Wednesday, October 7, 2009

A point of intersection?

The notion that markets set prices is generally quite a good one. However, the symbol that is often used to present this idea (two lines meeting on a graph) is a rather poor descriptor for the true mechanics of this concept. When a buyer and seller meet in a free market they do not meet at a Euclidian point where supply and demand intersect each other precisely. Instead, they meet within a range. The buyer is willing to buy at any price below a certain level, and the seller is willing to sell at any price above a particular level. They do not meet exactly, instead they have wiggle room--sometimes more, sometimes less. If their respective ranges do not overlap no exchange is possible, if they do then they must settle on a price within that range. But how is the actual price set? Just as no exchange is possible without overlap no exchange is possible without a specific agreed upon price. Enter skill. Negotiation must now take place, with the greater share of the range going to one or the other party. It is no longer a question of how much is wanted or available, but how well each party can fight for a better deal (within the relevant range). With this view in mind, the lines of supply and demand cannot be said to meet at a point, but rather in a fuzzy zone with an exact place to be worked out without regard to desire or capacity to provide. Exchange is not accomplished through a physics like process that produces a certain and necessary result. Instead, it is the result of art constrained by differing values between parties. To claim that price is merely where supply meets demand is to ignore the necessarily human--and subjective--element that so greatly impacts economic exchange.

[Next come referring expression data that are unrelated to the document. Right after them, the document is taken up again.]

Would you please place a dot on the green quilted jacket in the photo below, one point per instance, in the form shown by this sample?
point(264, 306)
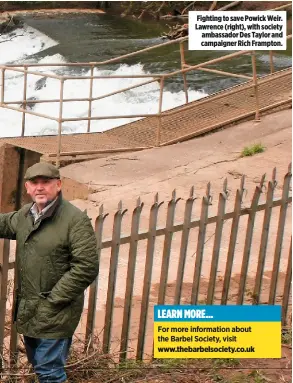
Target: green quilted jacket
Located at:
point(56, 260)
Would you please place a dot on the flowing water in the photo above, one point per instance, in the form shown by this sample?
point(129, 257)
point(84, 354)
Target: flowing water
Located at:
point(87, 38)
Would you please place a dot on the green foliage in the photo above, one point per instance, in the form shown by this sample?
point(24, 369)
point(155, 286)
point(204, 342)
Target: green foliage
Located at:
point(252, 150)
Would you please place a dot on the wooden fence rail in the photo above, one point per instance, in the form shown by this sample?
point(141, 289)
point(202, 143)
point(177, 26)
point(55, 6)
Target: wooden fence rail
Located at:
point(263, 229)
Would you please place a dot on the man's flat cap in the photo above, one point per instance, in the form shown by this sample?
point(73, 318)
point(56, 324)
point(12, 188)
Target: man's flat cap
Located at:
point(42, 169)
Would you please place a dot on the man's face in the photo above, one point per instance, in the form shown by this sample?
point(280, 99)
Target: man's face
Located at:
point(43, 190)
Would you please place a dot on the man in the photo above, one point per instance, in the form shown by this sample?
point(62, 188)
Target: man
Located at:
point(56, 260)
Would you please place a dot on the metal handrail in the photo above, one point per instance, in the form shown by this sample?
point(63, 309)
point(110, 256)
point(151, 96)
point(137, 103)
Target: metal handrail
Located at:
point(160, 77)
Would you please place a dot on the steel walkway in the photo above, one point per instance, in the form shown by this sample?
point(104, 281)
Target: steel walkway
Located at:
point(185, 122)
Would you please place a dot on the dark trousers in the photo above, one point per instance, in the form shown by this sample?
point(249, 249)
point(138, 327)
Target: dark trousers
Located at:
point(48, 357)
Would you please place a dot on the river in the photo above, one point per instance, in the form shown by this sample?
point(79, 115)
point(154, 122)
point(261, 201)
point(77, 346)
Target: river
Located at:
point(98, 37)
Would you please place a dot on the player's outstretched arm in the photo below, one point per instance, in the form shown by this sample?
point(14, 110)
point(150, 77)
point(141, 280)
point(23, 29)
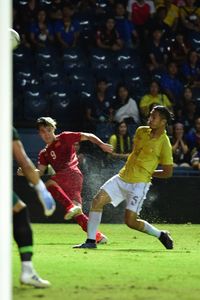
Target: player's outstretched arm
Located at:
point(165, 172)
point(33, 177)
point(95, 140)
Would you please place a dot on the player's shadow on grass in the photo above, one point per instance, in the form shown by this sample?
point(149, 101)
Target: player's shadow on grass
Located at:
point(143, 250)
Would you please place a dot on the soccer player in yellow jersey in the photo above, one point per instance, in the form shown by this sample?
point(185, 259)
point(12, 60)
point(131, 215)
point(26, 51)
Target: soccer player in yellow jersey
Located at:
point(151, 148)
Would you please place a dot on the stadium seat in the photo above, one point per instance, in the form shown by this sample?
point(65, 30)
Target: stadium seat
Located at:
point(60, 106)
point(50, 81)
point(35, 105)
point(22, 57)
point(100, 60)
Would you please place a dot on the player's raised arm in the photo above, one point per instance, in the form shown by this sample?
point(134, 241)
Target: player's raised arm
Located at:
point(33, 177)
point(95, 140)
point(26, 166)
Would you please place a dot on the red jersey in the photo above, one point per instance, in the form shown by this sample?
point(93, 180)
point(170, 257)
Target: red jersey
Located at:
point(61, 154)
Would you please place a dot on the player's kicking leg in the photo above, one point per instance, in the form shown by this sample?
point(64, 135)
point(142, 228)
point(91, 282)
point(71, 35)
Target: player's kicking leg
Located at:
point(132, 221)
point(94, 221)
point(58, 193)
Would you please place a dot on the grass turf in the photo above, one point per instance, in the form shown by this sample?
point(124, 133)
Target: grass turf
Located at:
point(131, 266)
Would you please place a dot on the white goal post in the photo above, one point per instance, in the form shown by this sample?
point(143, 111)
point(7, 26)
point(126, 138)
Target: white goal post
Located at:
point(5, 150)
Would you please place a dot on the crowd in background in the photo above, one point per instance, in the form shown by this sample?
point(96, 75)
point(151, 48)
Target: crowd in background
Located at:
point(159, 44)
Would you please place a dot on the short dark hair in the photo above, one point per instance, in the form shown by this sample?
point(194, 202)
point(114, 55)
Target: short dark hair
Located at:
point(46, 121)
point(165, 113)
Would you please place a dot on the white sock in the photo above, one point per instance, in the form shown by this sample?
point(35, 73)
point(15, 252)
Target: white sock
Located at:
point(151, 230)
point(93, 223)
point(27, 267)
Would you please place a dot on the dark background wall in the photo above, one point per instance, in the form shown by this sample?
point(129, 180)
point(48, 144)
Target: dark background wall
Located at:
point(176, 200)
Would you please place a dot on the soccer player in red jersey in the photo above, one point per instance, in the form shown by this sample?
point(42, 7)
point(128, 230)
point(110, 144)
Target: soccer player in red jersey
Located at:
point(66, 184)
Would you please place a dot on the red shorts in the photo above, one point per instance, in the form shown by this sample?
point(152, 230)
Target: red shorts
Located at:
point(71, 182)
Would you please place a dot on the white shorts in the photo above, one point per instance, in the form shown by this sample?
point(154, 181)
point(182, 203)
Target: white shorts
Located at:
point(133, 193)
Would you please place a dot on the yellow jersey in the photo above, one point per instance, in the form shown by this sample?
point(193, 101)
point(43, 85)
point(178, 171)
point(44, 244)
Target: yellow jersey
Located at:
point(147, 154)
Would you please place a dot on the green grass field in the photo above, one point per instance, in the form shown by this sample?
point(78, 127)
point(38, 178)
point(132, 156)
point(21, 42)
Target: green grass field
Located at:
point(132, 266)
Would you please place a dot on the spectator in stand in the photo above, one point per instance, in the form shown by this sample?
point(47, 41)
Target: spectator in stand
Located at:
point(55, 11)
point(172, 14)
point(17, 25)
point(179, 48)
point(139, 12)
point(157, 52)
point(195, 160)
point(157, 21)
point(191, 69)
point(171, 84)
point(190, 113)
point(41, 31)
point(180, 148)
point(179, 3)
point(67, 29)
point(121, 142)
point(154, 97)
point(193, 137)
point(28, 13)
point(125, 108)
point(108, 37)
point(125, 27)
point(190, 19)
point(186, 99)
point(98, 110)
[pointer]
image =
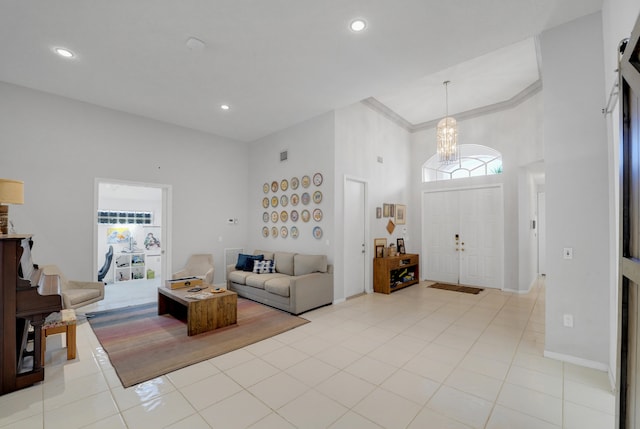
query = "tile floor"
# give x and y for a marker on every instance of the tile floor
(418, 358)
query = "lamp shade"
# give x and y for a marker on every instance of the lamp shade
(11, 191)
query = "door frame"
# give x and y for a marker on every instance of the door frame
(368, 264)
(165, 226)
(627, 411)
(423, 262)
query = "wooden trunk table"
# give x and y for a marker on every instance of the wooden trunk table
(202, 315)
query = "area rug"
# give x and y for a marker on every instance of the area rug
(142, 345)
(457, 288)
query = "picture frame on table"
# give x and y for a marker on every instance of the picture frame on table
(401, 214)
(385, 210)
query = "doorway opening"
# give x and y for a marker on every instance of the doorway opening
(131, 237)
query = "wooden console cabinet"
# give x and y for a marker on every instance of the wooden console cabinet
(395, 272)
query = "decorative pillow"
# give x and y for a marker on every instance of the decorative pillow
(264, 267)
(245, 262)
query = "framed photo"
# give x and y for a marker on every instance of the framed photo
(379, 242)
(401, 214)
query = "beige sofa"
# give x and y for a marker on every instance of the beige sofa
(301, 282)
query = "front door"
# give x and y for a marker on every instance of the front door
(463, 237)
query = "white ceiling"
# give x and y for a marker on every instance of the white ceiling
(276, 62)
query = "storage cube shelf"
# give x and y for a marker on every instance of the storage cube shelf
(129, 266)
(395, 272)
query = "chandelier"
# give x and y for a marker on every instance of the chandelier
(447, 134)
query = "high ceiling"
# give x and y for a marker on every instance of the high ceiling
(276, 62)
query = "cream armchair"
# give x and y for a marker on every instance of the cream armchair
(198, 265)
(74, 293)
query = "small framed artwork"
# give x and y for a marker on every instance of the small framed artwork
(390, 226)
(380, 242)
(401, 214)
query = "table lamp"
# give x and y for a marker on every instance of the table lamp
(11, 192)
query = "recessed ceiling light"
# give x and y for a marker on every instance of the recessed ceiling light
(358, 25)
(63, 52)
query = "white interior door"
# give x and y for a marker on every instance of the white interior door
(354, 238)
(481, 237)
(463, 237)
(542, 235)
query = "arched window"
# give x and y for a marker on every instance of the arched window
(474, 160)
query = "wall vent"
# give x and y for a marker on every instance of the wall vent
(230, 258)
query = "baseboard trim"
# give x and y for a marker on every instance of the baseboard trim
(577, 361)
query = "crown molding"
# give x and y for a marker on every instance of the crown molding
(523, 95)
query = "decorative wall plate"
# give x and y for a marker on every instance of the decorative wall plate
(294, 183)
(305, 198)
(317, 179)
(317, 215)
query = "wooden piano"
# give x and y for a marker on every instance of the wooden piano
(23, 309)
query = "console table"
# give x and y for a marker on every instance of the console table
(395, 272)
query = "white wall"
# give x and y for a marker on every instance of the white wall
(517, 134)
(362, 135)
(310, 150)
(577, 192)
(59, 146)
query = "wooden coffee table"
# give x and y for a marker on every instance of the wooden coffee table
(202, 315)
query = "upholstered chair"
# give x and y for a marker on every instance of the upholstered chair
(198, 265)
(74, 293)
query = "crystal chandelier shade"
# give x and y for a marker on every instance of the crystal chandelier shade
(447, 135)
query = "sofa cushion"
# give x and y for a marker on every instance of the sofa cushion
(279, 286)
(267, 255)
(239, 277)
(306, 264)
(258, 280)
(264, 267)
(284, 262)
(245, 262)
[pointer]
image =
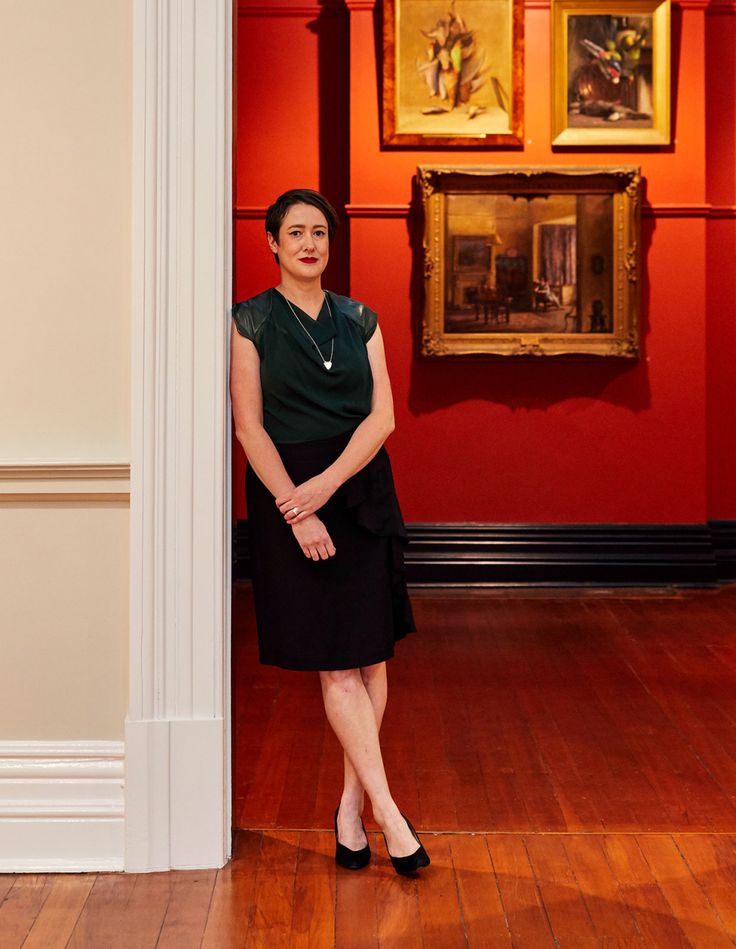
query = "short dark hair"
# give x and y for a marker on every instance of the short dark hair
(277, 211)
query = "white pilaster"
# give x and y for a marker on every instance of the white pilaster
(177, 730)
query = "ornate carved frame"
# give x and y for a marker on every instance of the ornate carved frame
(623, 182)
(389, 133)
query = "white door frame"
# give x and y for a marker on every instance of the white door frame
(177, 736)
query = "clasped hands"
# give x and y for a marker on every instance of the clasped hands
(299, 506)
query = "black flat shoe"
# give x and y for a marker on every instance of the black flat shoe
(414, 861)
(351, 859)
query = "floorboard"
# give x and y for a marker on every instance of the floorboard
(569, 758)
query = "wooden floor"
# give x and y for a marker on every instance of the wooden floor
(569, 758)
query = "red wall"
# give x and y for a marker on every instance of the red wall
(546, 441)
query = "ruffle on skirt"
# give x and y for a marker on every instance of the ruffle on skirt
(370, 494)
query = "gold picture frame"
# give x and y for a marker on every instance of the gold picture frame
(453, 73)
(610, 72)
(563, 252)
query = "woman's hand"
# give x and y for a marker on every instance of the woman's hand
(312, 537)
(305, 499)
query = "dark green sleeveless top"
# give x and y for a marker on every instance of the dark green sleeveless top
(303, 401)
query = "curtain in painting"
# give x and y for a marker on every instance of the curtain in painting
(557, 253)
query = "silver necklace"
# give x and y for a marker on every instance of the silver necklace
(327, 363)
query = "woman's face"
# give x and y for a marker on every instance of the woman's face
(303, 244)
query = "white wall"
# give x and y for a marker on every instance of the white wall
(65, 293)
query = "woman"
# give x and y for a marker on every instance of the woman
(312, 407)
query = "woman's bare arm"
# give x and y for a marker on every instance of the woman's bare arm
(365, 442)
(247, 399)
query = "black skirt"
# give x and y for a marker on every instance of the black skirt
(340, 613)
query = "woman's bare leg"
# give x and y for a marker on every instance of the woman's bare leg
(352, 802)
(350, 712)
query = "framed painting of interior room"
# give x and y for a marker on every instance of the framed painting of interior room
(453, 72)
(530, 261)
(610, 72)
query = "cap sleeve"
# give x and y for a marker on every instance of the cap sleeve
(244, 323)
(370, 322)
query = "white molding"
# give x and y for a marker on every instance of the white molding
(177, 729)
(64, 481)
(62, 806)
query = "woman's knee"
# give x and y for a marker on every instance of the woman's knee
(372, 673)
(344, 679)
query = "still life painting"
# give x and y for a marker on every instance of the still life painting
(530, 261)
(611, 73)
(453, 72)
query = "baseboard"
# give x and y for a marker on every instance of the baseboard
(62, 806)
(724, 543)
(614, 555)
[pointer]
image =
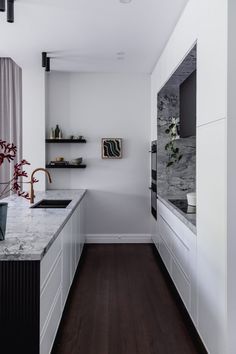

This point is sometime washed over by speaking of a large market of millions of actors, but price is always unique. Each exchange is a particular, singular event, the negotiations of which are influenced by the other transactions, but never exactly set by them. Although it can be pointed towards (and is a useful concept) the market price--in reality--is nowhere to be found.


  1. This wiggle room you speak of certainly exists. It seem the higher the degree of competition the smaller it is. Look at stocks, there is almost no wiggle room what so ever when million and million of shares are traded a day. On top of that all share are equal and perfect substitutes for each other. A share is a share is a share. But for a good such as a house the wiggle room is much larger. For starters houses are not sold as frequently as stock and a house is not a house. They are all special. While they are substitutes for each other they are not perfect substitutes and the housing market is significantly less competitive than the stock market.

    I like your observation, I have not thought of it before and it is very accurate.

  2. Yes the idea of two linear functions meeting at some point and that determining the single clearing price for a good or service is a gross simplification of reality meant to allow those who study markets to glean information from a complex system and abstract rules or concepts. In reality, the market (and higher level economics) is not so simple. The assumptions necessary for a single market price under perfect competition are found almost nowhere in the real world. The combination of perfect information, low transaction costs and costless transition of labor and capital alone eliminate many markets from the application of this simple analysis. This concept is just another example of academic simplification that is necessary to progress students to the point that they understand a few basic concepts and can eventually introduce more complexity.